5 releases
0.9.4 | Jun 10, 2024 |
---|---|
0.9.3 | Jun 9, 2024 |
0.9.2 | May 8, 2024 |
0.9.1 | May 7, 2024 |
0.9.0 | May 5, 2024 |
#293 in Text processing
2.5MB
1K
SLoC
iirs
IIRS is an Iupac Inverted RepeatS finder written in rust (rs), ported from IUPACpal, result of this paper.
That is, an exact tool for efficient identification of Inverted Repeats (IRs) in IUPAC-encoded DNA sequences as substrings of a large text, allowing also for potential mismatches and gaps.
Compared to the original, this version is faster, platform-independent and modular, facilitating the creation of customized format outputs. It does not require cmake
nor sdsl
. It uses divsufsort instead of libdivsufsort.
How to use the binary
The command line shares much of the functionality of the original IUPACpal. Typing iirs --help
will return:
Usage: iirs [OPTIONS]
Options:
-f, --input-file <INPUT_FILE> Input filename (FASTA) [default: input.fasta]
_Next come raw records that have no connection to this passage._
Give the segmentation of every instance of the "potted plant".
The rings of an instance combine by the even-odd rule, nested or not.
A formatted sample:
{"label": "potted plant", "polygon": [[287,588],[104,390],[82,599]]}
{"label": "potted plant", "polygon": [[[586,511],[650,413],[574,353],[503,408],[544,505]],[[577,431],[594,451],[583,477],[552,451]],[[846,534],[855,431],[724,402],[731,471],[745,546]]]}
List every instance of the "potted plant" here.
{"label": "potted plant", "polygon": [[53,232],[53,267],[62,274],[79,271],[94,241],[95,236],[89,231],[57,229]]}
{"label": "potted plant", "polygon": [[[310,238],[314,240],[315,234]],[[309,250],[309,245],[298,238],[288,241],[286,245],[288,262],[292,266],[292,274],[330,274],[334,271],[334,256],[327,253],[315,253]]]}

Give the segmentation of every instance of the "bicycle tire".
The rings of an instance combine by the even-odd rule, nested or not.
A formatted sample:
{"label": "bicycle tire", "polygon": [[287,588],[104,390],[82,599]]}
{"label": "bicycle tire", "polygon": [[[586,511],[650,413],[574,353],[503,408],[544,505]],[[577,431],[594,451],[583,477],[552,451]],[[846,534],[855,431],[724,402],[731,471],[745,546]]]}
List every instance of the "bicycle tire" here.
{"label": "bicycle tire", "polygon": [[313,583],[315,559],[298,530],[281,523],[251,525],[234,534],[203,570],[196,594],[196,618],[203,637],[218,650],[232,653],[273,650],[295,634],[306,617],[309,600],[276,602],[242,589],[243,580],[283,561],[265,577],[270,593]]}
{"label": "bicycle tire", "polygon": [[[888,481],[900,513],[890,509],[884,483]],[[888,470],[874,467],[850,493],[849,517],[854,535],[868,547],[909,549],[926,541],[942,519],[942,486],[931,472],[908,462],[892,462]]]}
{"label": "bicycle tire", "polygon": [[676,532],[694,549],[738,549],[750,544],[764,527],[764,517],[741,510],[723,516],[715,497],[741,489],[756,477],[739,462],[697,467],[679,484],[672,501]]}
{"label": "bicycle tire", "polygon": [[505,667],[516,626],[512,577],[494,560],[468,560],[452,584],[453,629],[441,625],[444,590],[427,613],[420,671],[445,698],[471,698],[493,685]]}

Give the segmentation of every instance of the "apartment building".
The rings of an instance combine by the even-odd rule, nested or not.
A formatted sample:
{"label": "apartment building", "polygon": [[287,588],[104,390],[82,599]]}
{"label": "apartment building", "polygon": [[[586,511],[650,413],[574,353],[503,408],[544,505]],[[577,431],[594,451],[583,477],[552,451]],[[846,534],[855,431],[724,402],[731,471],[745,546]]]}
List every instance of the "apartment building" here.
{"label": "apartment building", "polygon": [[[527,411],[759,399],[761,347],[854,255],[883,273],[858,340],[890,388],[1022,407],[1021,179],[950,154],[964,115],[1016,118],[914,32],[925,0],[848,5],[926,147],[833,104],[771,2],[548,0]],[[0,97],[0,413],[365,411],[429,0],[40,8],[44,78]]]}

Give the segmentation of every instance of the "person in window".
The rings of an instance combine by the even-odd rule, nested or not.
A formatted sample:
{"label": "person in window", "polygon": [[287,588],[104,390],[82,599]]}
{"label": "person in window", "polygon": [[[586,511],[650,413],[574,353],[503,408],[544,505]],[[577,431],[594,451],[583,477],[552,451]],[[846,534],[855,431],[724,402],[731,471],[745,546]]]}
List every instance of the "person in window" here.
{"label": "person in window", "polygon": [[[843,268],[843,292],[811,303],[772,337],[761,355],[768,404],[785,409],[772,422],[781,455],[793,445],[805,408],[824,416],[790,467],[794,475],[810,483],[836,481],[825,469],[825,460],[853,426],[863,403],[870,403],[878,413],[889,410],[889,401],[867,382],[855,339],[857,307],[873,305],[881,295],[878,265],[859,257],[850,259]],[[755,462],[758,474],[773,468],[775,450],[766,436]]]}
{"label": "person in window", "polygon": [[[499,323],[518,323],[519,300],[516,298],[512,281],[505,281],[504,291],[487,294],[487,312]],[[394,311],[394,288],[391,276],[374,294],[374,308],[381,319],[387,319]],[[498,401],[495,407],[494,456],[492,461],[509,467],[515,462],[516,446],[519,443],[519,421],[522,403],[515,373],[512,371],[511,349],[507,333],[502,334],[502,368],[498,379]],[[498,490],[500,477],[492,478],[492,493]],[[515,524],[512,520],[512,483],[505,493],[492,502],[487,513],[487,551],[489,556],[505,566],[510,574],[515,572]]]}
-s, --seq-names <SEQ_NAMES> Input sequence names [default: seq0]
-m, --min-len <MIN_LEN> Minimum length [default: 10]
-M, --max-len <MAX_LEN> Maximum length [default: 100]
-g, --max-gap <MAX_GAP> Maximum permissible gap [default: 100]
-x, --mismatches <MISMATCHES> Maximum permissible mismatches [default: 0]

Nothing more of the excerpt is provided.